“I feel like Bridget Jones does skiing”, I mutter to my friend as we near the top of the gondola escalator, skis ever so elegantly slipping out of my grip and ski boots digging into my shin causing me to walk like John Wayne in his worst form. She turns around, giggles, and promptly agrees with me. “Let’s do this”, she said. And as those three empowering words escaped her mouth, I knew that the next few days were going to be unforgettable.
You may be wondering how I ended up at a banging dance music festival, with skiing as an additional activity no less, three weeks before the London Marathon. Well, let me tell you. I’m a weak ‘yes’ person who will not turn a fun opportunity down. And when I received the text asking if I was up for a week of two of my favourite things combined, music and skiing, I just had to say yes. Five days of hungover skiing and five epic Jäeger Bomb fuelled nights of debauchery. What could POSSIBLY go wrong?
I have to put in a disclaimer here; I didn’t quite make it to see everything the festival had to offer. Over the course of the week, revelers are treated to an incredible amount of activities, spread out across the resort and up on the slopes. Things I missed included the street party, chair lift speed dating, Voga (a fusion of Yoga and Vogueing) and the Smirnoff Arctic Disco, but I hear they were pretty shit hot.
So what happens when two kindred spirits collide and decide to go to Snowbombing together? Sadly I can’t divulge exactly what happens, but let me tell you this – they have an inordinate amount of fun, create cute little rituals, partake in ab-defining laughter for days on end, talk to nearly everyone they meet, help each other out in that time of need (there’s always one) and of course come to sleep deprived blows in the final hours, making up with ‘I love you’s’ almost instantaneously.
Before heading out to the Tyrolean Alps, I only so much as glanced at the line up a couple of times. And there were two acts that stood out – Mike Skinner and Pat Sharp. I never thought I would write those two names in the same sentence, but that slightly surreal mixture completely epitomises the Snowbombing experience.
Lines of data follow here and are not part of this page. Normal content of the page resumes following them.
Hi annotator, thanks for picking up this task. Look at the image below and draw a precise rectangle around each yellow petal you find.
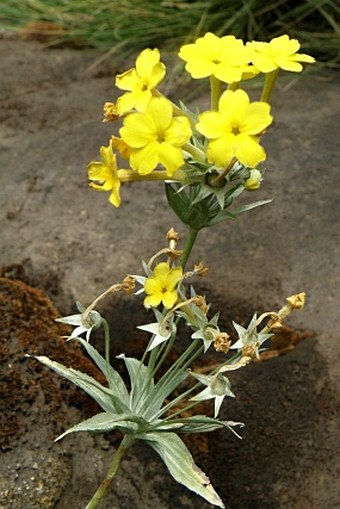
[207,133,235,168]
[100,145,116,169]
[109,179,121,207]
[144,292,163,308]
[235,134,266,168]
[119,113,156,148]
[218,89,250,118]
[164,117,192,147]
[130,142,159,175]
[153,262,171,278]
[162,290,178,309]
[144,277,162,295]
[239,101,273,135]
[158,142,184,177]
[146,97,173,133]
[87,161,108,181]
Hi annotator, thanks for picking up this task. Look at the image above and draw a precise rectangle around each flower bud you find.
[243,169,262,191]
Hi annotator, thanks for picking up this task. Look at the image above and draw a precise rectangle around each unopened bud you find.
[286,292,306,309]
[244,169,262,191]
[166,228,179,242]
[122,276,136,295]
[214,332,231,353]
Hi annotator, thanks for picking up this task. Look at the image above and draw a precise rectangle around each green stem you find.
[260,69,279,103]
[180,227,199,270]
[85,435,135,509]
[210,76,222,111]
[102,318,110,367]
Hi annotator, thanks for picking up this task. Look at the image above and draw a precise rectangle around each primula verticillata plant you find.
[31,33,314,509]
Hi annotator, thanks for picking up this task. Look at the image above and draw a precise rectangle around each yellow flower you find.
[103,103,119,122]
[116,48,166,115]
[87,143,121,207]
[179,32,252,83]
[144,262,183,309]
[246,35,315,73]
[119,97,191,177]
[196,89,273,168]
[111,136,131,160]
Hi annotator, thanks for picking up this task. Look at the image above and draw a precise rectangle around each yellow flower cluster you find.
[88,32,314,207]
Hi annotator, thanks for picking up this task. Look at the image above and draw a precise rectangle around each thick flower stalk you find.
[144,262,183,309]
[196,89,273,168]
[119,97,192,177]
[116,48,166,115]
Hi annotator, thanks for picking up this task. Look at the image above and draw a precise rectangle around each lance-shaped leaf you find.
[209,200,272,226]
[148,415,244,438]
[117,354,155,413]
[139,432,225,507]
[55,412,145,441]
[77,338,129,405]
[33,355,129,414]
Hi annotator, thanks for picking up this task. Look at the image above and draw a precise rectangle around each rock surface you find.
[0,39,340,509]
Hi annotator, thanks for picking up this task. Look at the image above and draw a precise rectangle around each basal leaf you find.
[33,355,123,413]
[139,433,225,507]
[55,412,138,441]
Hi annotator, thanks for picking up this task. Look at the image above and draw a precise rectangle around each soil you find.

One day you can be dancing to serious house music, the next you can be engulfed in a mosh pit singing along to the Antarctic Monkeys, and the next you can be watching Pat Sharp DJ whilst dancing the Macarena in the Fun Haus.
And that’s just the evening. In the daytime, you can ski with your friend one day in your own ski suit; the next you can borrow an 80s all in one masterpiece and ski without your friend, while she picks up Eddie the Eagle on a ski lift, only to spend the day pootling down the slopes with him and Pat Sharp. Not to mention skiing down to Rompa’s Reggae Shack for a spot of lunch and a boogie with Mr. Motivator.
This is Snowbombing, so the more surreal the better. At midnight that night, my friend received an invite to ski with Eddie and his random clan again the next day. And let me tell you, having had an eye watering two hours’ sleep and no chance for the alcohol levels to subside, skiing with a group of people that didn’t know each other, led by Eddie the Eagle, was very surreal.
So, how do you get there? Getting to a ski resort is never straightforward and my lack of planning related anxiety was very appropriately fuelled by the fact that neither of us decided to plan our travel very well. Luckily my friend had read the pick up location for the shuttle bus at Munich airport, but without tickets we were unsure whether we would be able to get on it. To my surprise we weren’t the only idiots to rock up without a ticket and with a short wait, we were given the last two seats on the bus. Result. The way back wasn’t so lucky and we ended up paying £80 each for a shared taxi to the airport. Trust me though, reader, at that point it felt like the best £80 I had ever spent.
Right now I’m sitting here having completed the London Marathon almost a week ago. Back when I started training, I wanted to complete it in 4 hours. I will admit I felt like I might regret my skiing festival trip, undoing all of the months of hard training I put myself through. But on Sunday 23rd April 2017, I pounded the streets of London and finished one of the world’s most famous Marathon courses in 3 hours, 59 minutes and 57 seconds. So what does this tell me…? I think I would be stupid not to include unforgettable festival holidays into my training plan from now on.